In the NCR, sources revealed that the Maoists are trying to catch the young talent in universities and in economically poor districts. During the Gujjar agitation in Rajasthan, the Maoists attempted to penetrate it.

So far, the urban units in Chhattisgarh’s capital, Raipur, and elsewhere like the NCR are not indulging in violence. “But who knows the urban Naxals may start firing guns like Jammu and Kashmir terrorists,” observed Chhattisgarh’s Director General of Police Vishwa Ranjan.

The Central intelligence reports have also issued a warning that the Maoists are now in the process of identifying ‘new operational areas’ across the country. They are keenly looking at industrial belts, where big corporate houses are planning to set up the Special Economic Zones (SEZs), an easy target to launch violent agitation.

A seized Maoist document reveals how the Naxals had made the scene hot in West Bengal’s Nandigram and Singur, where the Tatas wanted to set up the small car ‘Nano’ factory. The state police is currently busy in ‘reclaiming’ Lalgarh.
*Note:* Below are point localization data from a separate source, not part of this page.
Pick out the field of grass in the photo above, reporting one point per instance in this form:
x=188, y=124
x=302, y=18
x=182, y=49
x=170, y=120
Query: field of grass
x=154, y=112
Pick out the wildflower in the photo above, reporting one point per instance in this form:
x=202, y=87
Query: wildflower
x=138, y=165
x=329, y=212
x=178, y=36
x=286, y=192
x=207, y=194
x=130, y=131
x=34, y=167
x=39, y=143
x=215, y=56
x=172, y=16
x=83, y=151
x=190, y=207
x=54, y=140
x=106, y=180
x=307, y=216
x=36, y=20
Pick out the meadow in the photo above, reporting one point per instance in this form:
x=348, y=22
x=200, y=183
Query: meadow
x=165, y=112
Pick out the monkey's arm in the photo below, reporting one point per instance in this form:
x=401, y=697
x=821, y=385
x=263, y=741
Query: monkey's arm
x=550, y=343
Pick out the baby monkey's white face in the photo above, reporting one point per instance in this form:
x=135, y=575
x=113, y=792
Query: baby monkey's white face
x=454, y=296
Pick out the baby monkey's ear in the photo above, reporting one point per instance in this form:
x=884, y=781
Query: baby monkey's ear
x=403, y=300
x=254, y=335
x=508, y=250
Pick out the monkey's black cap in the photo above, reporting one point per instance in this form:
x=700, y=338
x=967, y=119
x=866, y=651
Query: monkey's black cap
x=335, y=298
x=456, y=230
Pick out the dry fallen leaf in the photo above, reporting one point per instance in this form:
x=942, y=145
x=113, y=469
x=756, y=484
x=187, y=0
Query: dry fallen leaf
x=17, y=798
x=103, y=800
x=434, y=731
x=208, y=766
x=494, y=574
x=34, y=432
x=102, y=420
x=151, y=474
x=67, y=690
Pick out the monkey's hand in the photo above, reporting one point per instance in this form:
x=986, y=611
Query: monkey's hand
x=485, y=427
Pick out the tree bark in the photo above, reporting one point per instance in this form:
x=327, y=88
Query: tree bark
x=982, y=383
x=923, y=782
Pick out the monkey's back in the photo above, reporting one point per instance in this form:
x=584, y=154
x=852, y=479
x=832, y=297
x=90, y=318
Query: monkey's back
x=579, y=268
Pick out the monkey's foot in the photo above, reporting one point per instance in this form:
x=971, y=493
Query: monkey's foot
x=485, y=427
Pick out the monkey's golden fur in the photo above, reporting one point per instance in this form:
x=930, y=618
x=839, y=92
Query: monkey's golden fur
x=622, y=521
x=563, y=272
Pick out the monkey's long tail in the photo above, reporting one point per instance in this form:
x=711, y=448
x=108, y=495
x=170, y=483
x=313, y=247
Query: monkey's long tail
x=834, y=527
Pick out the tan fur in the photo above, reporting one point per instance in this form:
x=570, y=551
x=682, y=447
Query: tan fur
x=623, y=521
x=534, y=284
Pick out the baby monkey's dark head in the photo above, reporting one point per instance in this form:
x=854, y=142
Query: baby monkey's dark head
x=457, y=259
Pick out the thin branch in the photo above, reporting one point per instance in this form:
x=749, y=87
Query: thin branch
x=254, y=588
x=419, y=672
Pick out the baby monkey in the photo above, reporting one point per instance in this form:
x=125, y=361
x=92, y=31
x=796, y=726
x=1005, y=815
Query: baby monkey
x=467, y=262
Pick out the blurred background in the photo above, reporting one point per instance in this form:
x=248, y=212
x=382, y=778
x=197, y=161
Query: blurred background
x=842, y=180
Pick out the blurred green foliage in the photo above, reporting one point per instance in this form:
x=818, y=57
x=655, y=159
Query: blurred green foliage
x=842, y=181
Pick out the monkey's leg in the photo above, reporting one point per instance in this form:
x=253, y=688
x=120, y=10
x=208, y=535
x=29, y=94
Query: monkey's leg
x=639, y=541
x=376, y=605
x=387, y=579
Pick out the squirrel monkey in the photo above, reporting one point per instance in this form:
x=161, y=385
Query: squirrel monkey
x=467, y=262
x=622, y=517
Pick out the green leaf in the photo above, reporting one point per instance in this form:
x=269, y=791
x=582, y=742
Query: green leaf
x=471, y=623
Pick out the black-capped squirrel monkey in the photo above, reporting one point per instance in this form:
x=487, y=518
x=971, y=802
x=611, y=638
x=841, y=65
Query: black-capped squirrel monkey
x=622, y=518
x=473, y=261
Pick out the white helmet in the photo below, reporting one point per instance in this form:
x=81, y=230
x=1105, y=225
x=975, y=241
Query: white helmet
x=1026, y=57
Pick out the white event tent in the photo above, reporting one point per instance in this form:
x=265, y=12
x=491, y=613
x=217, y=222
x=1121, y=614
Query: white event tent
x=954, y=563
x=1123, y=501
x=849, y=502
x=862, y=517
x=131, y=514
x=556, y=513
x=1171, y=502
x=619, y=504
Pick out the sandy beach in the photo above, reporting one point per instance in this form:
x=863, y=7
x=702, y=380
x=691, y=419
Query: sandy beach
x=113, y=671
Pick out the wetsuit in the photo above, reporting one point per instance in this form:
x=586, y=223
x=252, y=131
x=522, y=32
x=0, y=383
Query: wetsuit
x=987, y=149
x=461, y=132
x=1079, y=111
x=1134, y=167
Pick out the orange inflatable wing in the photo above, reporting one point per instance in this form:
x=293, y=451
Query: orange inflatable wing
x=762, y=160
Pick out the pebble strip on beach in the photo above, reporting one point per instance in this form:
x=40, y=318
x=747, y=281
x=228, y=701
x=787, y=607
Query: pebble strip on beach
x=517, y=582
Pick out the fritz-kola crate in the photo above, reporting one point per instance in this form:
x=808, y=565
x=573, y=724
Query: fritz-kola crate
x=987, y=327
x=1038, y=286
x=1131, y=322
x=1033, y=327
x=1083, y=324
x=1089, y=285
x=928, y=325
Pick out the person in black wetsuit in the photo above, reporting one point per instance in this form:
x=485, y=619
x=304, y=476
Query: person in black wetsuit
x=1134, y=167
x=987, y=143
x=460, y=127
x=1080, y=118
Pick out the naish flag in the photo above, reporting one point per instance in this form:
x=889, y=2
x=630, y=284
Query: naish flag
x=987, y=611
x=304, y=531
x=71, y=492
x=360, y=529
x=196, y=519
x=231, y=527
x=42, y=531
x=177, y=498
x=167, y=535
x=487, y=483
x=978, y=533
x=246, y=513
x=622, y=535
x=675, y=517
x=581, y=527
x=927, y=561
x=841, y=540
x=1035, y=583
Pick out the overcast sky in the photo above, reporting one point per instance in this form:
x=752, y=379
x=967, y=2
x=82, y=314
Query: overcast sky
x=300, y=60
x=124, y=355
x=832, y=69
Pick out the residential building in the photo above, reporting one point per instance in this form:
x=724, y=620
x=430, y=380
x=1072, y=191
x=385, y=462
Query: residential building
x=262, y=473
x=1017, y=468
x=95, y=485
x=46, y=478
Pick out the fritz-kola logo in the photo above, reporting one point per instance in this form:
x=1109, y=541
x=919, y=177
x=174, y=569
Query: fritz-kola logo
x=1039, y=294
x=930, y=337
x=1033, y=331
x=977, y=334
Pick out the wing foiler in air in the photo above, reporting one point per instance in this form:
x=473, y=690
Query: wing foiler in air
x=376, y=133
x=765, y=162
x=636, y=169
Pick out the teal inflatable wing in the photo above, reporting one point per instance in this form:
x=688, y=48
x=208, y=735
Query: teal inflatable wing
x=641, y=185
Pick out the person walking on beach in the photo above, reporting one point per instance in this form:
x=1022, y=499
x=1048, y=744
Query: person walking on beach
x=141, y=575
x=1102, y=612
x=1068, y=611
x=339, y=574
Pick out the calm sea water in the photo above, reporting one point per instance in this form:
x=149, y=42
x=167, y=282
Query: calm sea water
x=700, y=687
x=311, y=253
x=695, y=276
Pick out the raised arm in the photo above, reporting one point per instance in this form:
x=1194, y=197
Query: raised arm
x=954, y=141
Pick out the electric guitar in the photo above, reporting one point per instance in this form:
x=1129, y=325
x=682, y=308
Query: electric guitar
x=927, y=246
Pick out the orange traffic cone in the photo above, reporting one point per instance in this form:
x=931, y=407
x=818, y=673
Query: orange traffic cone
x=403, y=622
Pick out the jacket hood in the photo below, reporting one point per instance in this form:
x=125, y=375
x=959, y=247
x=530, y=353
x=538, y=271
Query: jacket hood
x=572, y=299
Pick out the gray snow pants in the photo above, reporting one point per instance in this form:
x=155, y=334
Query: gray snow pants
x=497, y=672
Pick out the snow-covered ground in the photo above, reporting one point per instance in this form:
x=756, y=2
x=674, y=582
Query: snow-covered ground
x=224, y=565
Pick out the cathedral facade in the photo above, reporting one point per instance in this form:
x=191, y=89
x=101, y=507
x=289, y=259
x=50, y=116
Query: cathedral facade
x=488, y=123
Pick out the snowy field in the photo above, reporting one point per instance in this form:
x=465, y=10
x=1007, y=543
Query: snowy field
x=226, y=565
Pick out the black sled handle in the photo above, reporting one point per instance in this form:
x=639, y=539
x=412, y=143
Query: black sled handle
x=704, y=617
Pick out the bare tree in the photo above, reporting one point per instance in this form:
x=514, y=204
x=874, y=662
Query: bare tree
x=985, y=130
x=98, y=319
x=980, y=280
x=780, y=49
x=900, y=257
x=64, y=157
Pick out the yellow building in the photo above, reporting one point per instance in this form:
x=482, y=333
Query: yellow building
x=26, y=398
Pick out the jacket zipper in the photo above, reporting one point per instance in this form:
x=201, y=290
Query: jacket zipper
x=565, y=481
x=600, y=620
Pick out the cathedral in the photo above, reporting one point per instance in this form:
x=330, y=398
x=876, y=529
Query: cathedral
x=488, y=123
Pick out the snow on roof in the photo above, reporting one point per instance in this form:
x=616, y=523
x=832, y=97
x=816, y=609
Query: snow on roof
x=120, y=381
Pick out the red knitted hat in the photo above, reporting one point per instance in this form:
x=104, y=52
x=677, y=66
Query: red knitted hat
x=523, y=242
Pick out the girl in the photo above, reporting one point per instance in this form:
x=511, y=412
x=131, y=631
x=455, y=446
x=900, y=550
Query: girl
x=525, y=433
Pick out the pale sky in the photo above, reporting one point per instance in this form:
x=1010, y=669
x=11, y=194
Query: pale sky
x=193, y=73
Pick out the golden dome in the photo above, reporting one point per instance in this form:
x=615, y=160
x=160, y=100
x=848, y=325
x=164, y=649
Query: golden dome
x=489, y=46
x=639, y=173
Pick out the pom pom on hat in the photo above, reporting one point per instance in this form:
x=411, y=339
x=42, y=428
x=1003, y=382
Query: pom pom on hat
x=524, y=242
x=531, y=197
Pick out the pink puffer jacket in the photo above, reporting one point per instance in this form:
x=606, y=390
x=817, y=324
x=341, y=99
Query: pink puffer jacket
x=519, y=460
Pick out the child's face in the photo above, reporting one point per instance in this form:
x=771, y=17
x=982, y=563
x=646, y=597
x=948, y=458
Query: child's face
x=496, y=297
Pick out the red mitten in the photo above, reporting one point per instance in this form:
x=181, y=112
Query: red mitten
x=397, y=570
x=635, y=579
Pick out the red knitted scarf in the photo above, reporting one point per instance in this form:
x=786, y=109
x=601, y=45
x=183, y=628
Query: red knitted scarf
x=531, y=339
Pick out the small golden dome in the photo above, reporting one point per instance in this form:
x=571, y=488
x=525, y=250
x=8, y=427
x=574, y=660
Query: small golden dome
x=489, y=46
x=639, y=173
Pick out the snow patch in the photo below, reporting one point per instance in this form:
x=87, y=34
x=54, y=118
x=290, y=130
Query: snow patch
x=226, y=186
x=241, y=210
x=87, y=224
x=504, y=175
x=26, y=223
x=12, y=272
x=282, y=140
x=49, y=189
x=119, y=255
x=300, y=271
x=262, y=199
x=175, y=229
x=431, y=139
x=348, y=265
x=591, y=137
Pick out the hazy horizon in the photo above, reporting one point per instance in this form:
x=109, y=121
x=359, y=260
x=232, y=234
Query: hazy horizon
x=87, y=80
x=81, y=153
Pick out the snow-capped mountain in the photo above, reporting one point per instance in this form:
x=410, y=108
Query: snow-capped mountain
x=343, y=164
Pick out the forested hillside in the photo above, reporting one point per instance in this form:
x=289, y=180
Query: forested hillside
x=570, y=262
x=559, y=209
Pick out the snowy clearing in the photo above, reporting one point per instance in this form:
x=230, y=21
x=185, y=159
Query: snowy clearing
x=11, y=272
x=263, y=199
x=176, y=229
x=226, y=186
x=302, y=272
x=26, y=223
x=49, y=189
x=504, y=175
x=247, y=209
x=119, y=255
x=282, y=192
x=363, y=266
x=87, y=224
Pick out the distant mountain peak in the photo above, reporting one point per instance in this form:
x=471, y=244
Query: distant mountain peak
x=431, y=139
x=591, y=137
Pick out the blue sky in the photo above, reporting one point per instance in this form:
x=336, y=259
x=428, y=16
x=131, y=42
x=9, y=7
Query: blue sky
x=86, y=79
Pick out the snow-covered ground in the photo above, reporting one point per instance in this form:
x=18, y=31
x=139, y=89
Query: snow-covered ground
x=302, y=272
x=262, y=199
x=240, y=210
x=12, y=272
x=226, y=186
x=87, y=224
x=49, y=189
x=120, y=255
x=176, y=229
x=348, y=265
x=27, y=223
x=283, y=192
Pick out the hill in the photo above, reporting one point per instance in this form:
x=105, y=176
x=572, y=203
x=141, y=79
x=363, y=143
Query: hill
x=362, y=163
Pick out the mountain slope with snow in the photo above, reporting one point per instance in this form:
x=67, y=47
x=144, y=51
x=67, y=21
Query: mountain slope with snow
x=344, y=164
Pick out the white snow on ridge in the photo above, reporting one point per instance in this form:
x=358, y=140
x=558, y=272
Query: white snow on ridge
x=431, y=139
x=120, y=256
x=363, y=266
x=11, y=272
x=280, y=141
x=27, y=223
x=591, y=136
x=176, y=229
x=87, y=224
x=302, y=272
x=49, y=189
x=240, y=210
Sources said the Maoists are now giving a priority to Mumbai-Surat road, where new industries are mushrooming.

“Not everyone in the urban network is a Maoist. There are genuine civil liberty activists, Gandhians, writers, poets, and journalists, members of many so-called human rights organisations, NGOs and artists who have inadvertently got linked to the Maoist network. Indeed, it is astonishing how they are not able to see the Maoists’ gruesome violence in Chhattisgarh, Bihar, Jharkhand, Orissa, West Bengal, Maharashtra and Andhra Pradesh,” said Ranjan.

The Central Committee of the CPI (Maoist) has published a secret red book ‘Strategy and Tactics of the Indian Revolution’, which is said to be the Naxals’ Bible. The book says: “The central task of the revolution is seizure of political power through protracted People’s war.”

Talking about supporting sub-national movements in India, the boook says: “Lakhs of enemy’s armed troops have been deployed since long in J&K and the north-eastern states. More and more nationalities may come into armed confrontation with the reactionary Indian state?, so it will be difficult for the Indian ruling classes to mobilise all their armed forces against our revolutionary war.” It further says the urban areas are one of the main sources which provide cadre and leadership having various types of capabilities essential for people’s war.